I’m looking for the unexpected.
I’m looking for things I’ve never seen before.
Robert Mapplethorpe grew up on the outskirts of New York in a Catholic environment, with no ties to the art world. In 1963 he enrolled at the Pratt Institute of Art, in Brooklyn, where he studied drawing, painting and sculpture, and began to delve into the work of artists such as Joseph Cornell and Marcel Duchamp. In 1970 he acquired a Polaroid camera and started taking his first photographs, which he started incorporating to his collages. Progressively he abandoned collage to focus exclusively on photography, presenting in 1973 his first solo exhibition, Polaroids, at the Light Gallery, New York.
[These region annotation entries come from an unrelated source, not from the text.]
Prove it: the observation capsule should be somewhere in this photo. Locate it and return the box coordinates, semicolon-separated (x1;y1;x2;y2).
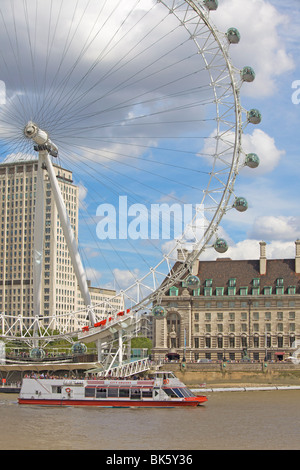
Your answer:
214;238;228;253
245;153;259;168
29;348;45;359
24;121;49;145
183;274;200;287
233;197;248;212
241;66;255;82
247;109;261;124
203;0;219;10
226;28;241;44
151;305;167;318
71;343;87;354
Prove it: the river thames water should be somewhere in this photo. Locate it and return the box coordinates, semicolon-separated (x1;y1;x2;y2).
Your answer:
0;390;300;450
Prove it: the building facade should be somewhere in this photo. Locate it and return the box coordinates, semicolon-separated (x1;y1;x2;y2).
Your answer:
0;154;123;333
153;240;300;361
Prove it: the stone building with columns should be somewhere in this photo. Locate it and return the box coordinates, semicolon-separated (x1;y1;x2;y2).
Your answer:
153;240;300;362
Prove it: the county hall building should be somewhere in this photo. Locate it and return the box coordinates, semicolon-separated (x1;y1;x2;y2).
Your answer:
153;240;300;361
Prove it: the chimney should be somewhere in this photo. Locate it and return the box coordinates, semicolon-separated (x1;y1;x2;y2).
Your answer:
295;240;300;274
259;242;267;274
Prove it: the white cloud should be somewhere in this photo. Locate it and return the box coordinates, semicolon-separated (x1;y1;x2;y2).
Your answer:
242;129;285;177
200;239;296;261
113;268;139;289
213;0;294;97
78;183;88;209
85;268;102;286
200;129;285;177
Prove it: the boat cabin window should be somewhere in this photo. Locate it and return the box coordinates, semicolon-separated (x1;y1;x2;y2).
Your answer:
107;387;119;398
163;388;178;398
84;387;96;398
96;388;106;398
142;390;152;398
130;388;141;400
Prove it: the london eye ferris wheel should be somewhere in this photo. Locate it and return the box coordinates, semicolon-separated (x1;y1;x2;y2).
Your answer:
0;0;261;352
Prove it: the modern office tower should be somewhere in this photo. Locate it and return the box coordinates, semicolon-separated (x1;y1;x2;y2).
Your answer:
0;154;123;333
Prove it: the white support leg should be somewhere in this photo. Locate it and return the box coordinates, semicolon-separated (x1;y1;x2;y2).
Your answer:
33;152;47;333
119;330;123;366
44;152;95;324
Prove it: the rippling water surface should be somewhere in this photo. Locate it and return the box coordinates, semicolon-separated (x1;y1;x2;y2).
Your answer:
0;390;300;450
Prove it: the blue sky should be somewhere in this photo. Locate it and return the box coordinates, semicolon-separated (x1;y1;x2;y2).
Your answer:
80;0;300;284
0;0;300;294
202;0;300;259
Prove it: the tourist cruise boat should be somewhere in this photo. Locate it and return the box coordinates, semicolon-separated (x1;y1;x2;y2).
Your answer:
19;372;207;407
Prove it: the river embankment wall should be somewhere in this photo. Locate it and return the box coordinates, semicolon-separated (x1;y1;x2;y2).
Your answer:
161;362;300;387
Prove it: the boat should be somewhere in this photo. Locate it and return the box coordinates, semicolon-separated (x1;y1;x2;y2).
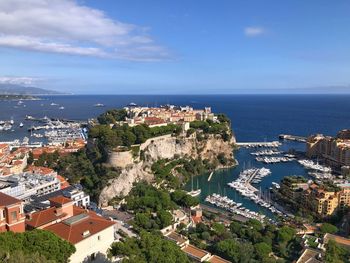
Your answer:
31;133;44;138
208;172;214;182
188;189;202;197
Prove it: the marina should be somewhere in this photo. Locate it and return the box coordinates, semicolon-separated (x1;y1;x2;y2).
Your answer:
236;141;281;148
255;156;296;164
298;159;332;173
278;134;307;142
228;168;287;220
205;194;266;222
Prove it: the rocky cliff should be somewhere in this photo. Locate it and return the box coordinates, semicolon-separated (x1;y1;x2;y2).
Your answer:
99;133;235;205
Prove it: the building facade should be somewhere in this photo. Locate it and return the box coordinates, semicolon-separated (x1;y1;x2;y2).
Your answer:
0;192;25;232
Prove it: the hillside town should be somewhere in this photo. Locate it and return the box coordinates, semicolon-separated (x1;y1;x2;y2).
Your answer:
0;108;350;263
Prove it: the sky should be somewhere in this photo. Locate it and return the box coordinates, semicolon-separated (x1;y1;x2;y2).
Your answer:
0;0;350;94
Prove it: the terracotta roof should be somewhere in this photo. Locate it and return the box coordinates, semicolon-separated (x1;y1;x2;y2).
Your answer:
296;248;321;263
26;207;67;228
26;204;86;228
45;211;115;244
0;192;22;207
182;245;209;259
57;175;70;189
208;255;231;263
27;165;55;175
49;195;72;205
166;232;187;245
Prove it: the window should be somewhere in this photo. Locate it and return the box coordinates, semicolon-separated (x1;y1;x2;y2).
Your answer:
11;211;17;221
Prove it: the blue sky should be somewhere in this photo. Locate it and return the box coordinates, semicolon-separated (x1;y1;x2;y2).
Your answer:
0;0;350;94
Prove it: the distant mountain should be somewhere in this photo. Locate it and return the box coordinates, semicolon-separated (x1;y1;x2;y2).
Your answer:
0;83;64;95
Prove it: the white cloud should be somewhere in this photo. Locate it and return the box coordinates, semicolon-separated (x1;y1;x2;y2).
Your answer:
0;0;170;60
0;77;40;86
244;26;266;37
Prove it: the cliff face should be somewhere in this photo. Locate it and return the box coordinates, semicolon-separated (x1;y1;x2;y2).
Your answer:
99;135;235;205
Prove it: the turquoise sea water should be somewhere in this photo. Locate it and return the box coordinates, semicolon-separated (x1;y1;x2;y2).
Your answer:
0;95;350;217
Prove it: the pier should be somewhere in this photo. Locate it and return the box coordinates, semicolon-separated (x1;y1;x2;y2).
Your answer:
236;141;281;148
278;134;307;142
208;172;214;182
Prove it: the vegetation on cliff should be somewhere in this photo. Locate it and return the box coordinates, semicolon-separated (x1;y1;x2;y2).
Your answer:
0;229;75;263
180;214;301;262
122;182;198;231
109;232;190;263
30;110;235;201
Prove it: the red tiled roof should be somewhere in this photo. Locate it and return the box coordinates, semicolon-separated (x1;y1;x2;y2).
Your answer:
57;175;70;189
182;245;209;259
26;204;86;228
208;255;231;263
0;192;22;207
26;207;67;228
49;195;72;205
45;211;115;244
27;165;55;175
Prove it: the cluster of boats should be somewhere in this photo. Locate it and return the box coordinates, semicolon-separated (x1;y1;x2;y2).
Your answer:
250;150;282;156
228;168;283;219
205;194;265;222
50;102;64;110
27;117;80;131
298;160;332;173
309;171;334;180
0;119;23;131
255;156;295;164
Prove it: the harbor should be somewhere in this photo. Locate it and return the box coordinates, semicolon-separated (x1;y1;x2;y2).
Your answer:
185;141;314;219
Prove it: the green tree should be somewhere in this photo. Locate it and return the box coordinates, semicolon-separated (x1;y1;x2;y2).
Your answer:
0;229;75;263
109;232;190;263
254;242;272;259
325;240;350;263
320;223;338;234
27;151;34;164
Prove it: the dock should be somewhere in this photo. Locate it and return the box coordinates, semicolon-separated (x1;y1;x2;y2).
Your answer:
278;134;307;142
245;169;259;193
208;172;214;182
199;204;249;223
236;141;281;148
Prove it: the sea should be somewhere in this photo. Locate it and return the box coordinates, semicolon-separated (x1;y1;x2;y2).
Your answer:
0;95;350;219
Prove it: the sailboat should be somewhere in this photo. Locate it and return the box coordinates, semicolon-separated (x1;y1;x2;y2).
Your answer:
208;171;214;182
188;175;202;197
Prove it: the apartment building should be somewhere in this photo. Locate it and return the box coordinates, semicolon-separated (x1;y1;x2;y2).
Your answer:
0;192;25;232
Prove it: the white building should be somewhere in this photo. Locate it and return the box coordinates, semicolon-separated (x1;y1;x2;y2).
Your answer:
0;173;61;200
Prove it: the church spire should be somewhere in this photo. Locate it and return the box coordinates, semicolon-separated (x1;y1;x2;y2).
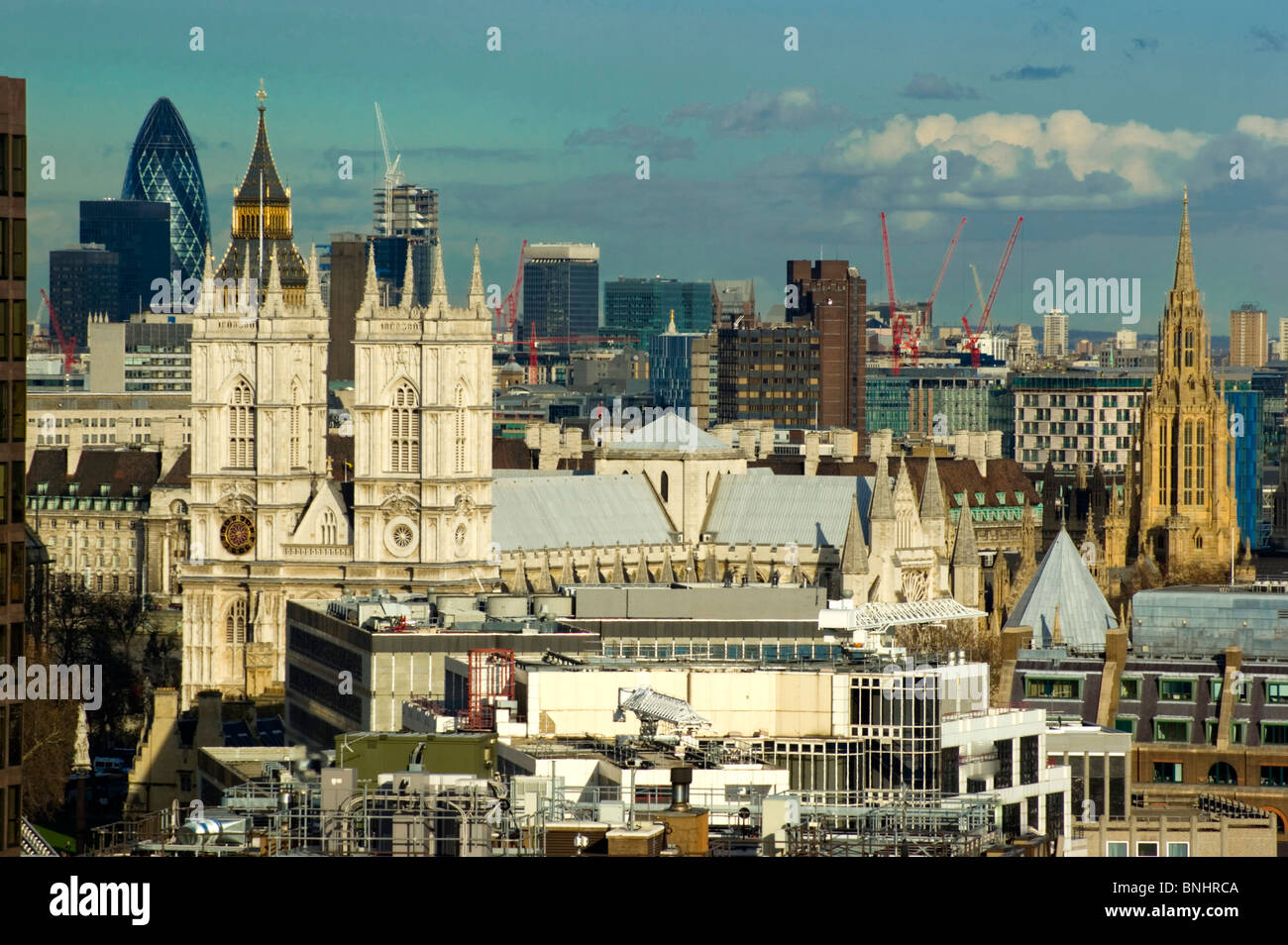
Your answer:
1172;188;1195;292
398;240;416;313
465;240;483;312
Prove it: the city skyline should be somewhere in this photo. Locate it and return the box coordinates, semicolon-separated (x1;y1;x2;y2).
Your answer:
4;4;1288;335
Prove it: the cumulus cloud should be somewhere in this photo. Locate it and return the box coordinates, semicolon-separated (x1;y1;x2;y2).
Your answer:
1248;26;1288;52
993;65;1073;82
666;87;845;138
824;109;1205;202
564;124;693;160
901;72;979;100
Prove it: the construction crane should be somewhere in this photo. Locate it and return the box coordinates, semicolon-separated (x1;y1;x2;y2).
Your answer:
962;216;1024;368
375;102;403;236
40;288;76;389
493;240;528;341
881;211;909;376
912;216;966;367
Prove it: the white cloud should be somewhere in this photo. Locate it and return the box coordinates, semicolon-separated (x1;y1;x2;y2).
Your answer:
828;109;1211;198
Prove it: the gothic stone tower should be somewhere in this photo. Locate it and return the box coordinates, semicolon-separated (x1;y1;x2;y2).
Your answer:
181;86;497;705
216;78;308;305
1138;194;1239;583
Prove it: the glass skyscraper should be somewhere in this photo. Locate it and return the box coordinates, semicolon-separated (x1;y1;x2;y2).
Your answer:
121;98;210;286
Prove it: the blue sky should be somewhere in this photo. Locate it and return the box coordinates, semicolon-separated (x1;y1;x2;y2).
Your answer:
0;0;1288;338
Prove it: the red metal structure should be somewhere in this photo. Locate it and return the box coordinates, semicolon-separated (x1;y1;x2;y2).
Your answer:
912;216;966;367
40;288;76;376
962;216;1024;367
493;240;528;341
465;649;514;731
881;212;909;376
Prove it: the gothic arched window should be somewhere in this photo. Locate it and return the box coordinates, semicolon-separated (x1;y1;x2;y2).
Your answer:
455;383;469;472
1181;420;1194;504
389;383;420;472
287;383;304;469
1194;420;1207;504
228;381;255;469
224;600;246;644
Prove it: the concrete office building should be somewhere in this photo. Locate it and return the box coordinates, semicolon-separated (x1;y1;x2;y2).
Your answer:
80;199;170;322
1231;305;1270;367
49;244;119;347
523;244;599;356
1042;309;1069;358
0;76;27;856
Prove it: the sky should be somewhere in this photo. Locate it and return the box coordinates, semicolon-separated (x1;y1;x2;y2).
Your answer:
0;0;1288;339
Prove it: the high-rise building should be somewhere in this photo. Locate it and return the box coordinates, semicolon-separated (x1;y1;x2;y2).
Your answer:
121;98;210;288
0;76;27;856
1042;309;1069;358
787;259;868;438
49;244;121;345
604;275;711;344
81;199;172;322
523;244;599;354
1231;305;1270;367
1109;189;1239;583
711;279;756;328
215;80;308;308
373;184;438;246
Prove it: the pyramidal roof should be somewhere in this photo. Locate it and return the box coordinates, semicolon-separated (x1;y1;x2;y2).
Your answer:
236;80;290;205
1006;528;1118;650
605;413;733;454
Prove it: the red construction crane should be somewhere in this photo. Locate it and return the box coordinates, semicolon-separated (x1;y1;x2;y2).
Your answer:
493;240;528;341
881;212;909;374
912;216;966;367
962;216;1024;367
40;288;76;382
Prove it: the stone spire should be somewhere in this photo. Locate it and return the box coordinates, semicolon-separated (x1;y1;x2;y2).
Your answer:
304;244;323;309
841;495;868;575
398;240;416;313
1172;188;1195;292
467;240;485;312
360;244;380;309
921;450;948;523
953;491;979;568
635;542;651;584
868;456;894;521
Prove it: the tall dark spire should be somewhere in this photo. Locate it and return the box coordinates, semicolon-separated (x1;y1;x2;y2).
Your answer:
1172;188;1195;292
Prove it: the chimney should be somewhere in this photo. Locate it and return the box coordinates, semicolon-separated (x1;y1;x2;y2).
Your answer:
670;768;693;813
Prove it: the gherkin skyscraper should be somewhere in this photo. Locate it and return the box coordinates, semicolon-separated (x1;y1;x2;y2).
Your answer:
121;98;210;286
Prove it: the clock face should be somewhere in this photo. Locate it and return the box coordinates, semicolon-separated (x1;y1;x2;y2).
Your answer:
219;515;255;555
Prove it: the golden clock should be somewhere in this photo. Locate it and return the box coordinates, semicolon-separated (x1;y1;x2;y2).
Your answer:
219;515;255;555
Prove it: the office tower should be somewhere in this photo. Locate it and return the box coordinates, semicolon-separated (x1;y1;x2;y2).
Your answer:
121;98;210;288
1042;309;1069;358
49;244;120;345
0;76;27;856
715;279;756;328
1231;305;1269;367
787;259;868;439
604;275;711;344
523;244;599;354
373;184;438;246
81;199;172;322
215;80;308;308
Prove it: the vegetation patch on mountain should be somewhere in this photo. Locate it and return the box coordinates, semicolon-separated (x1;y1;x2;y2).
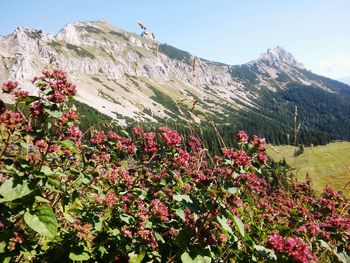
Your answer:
0;70;350;263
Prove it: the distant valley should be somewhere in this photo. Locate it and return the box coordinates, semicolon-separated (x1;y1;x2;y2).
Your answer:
0;20;350;145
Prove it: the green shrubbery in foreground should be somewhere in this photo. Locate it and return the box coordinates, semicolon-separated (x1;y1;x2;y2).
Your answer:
0;70;350;262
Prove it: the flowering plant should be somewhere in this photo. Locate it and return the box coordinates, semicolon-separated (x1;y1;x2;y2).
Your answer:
0;70;350;262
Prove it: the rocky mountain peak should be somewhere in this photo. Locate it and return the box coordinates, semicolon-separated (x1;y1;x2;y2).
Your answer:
258;46;304;69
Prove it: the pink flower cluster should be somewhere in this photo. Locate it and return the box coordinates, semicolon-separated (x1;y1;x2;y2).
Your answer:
151;199;169;222
238;173;269;195
94;192;117;208
132;127;159;153
59;109;78;125
268;235;315;263
0;110;27;131
159;127;183;146
29;101;44;119
33;69;77;103
252;135;267;152
1;81;18;93
236;131;249;143
224;149;251;167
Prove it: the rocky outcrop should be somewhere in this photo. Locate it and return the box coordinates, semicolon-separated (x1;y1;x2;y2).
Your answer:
0;20;344;121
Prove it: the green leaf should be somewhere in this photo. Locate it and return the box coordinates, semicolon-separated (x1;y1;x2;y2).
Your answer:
173;195;193;204
45;109;62;119
129;251;146;263
0;177;32;203
58;140;78;153
40;166;53;176
226;187;238;194
0;241;7;253
254;245;277;260
69;252;90;261
181;252;193;263
63;213;74;223
216;216;233;235
175;208;186;221
193;255;210;263
24;205;57;238
35;195;50;203
119;214;133;224
154;232;165;244
233;215;245;238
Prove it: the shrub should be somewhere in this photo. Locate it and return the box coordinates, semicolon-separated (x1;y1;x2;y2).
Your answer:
0;70;350;262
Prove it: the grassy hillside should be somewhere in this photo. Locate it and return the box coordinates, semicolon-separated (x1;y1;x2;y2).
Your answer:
268;142;350;196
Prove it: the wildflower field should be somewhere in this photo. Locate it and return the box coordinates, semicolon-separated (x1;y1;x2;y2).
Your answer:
0;70;350;263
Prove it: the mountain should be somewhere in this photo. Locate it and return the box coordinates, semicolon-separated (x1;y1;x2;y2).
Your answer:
0;20;350;143
338;77;350;85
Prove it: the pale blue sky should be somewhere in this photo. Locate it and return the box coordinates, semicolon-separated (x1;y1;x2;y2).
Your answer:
0;0;350;78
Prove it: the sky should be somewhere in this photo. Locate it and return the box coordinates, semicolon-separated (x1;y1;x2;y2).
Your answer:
0;0;350;79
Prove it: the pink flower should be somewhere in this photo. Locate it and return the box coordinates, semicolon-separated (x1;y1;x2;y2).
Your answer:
267;235;284;253
252;135;267;152
30;101;44;119
256;152;267;164
104;192;117;208
90;131;107;145
66;125;83;140
1;81;18;93
15;90;29;99
159;127;183;146
236;131;249;143
0;110;27;131
151;199;169;222
132;127;144;136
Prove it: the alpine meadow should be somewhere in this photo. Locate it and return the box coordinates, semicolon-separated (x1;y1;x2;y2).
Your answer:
0;0;350;263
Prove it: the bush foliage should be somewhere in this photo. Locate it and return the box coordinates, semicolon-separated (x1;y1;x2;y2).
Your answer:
0;70;350;262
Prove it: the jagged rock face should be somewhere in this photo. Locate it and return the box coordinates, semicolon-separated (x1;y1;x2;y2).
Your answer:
0;20;348;125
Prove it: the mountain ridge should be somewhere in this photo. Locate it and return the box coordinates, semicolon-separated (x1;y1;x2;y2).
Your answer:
0;20;350;146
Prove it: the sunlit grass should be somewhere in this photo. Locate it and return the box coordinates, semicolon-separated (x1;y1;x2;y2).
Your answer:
268;142;350;196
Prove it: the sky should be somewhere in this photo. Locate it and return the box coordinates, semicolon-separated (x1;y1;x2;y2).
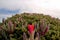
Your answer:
0;0;60;22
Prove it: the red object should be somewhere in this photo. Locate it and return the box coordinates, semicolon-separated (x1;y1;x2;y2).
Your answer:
28;25;34;33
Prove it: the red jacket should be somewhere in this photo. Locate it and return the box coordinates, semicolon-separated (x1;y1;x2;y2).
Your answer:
28;25;34;33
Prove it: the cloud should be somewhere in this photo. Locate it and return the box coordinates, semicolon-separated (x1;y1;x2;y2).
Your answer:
0;0;60;22
0;8;19;14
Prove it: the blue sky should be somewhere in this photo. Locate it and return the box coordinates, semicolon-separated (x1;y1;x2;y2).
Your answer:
0;0;60;22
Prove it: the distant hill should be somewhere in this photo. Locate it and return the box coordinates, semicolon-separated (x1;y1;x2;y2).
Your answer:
1;13;60;40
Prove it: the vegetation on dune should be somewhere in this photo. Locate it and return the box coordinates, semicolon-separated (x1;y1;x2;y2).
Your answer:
0;13;60;40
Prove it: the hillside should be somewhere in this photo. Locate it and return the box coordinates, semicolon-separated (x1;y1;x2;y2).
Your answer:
0;13;60;40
During the following years Mapplethorpe intensely immersed himself in the hurricane of New York’s art scene, in a search to find his place, rapidly achieving an enormous social and cultural recognition.
Mapplethorpe attended the Pratt Institute of Art at a time marked by artistic currents such as body art, minimal and conceptual art, which made use of photography detached from its formal or aesthetic side. In this context, Mapplethorpe rescued the formal emphasis that photography allows and incorporated it into his previous conceptual research. This process resulted in raw and direct images of sadomasochism combined with the most meticulous compositional direction, pure sexual acts with the most exact pictorial classicism, or a simple flower with the most exaggerated sensuality and eroticism. Mapplethorpe’s poetics demonstrated a total fusion between art and life, aesthetics and reality, in which his own life was placed at the centre.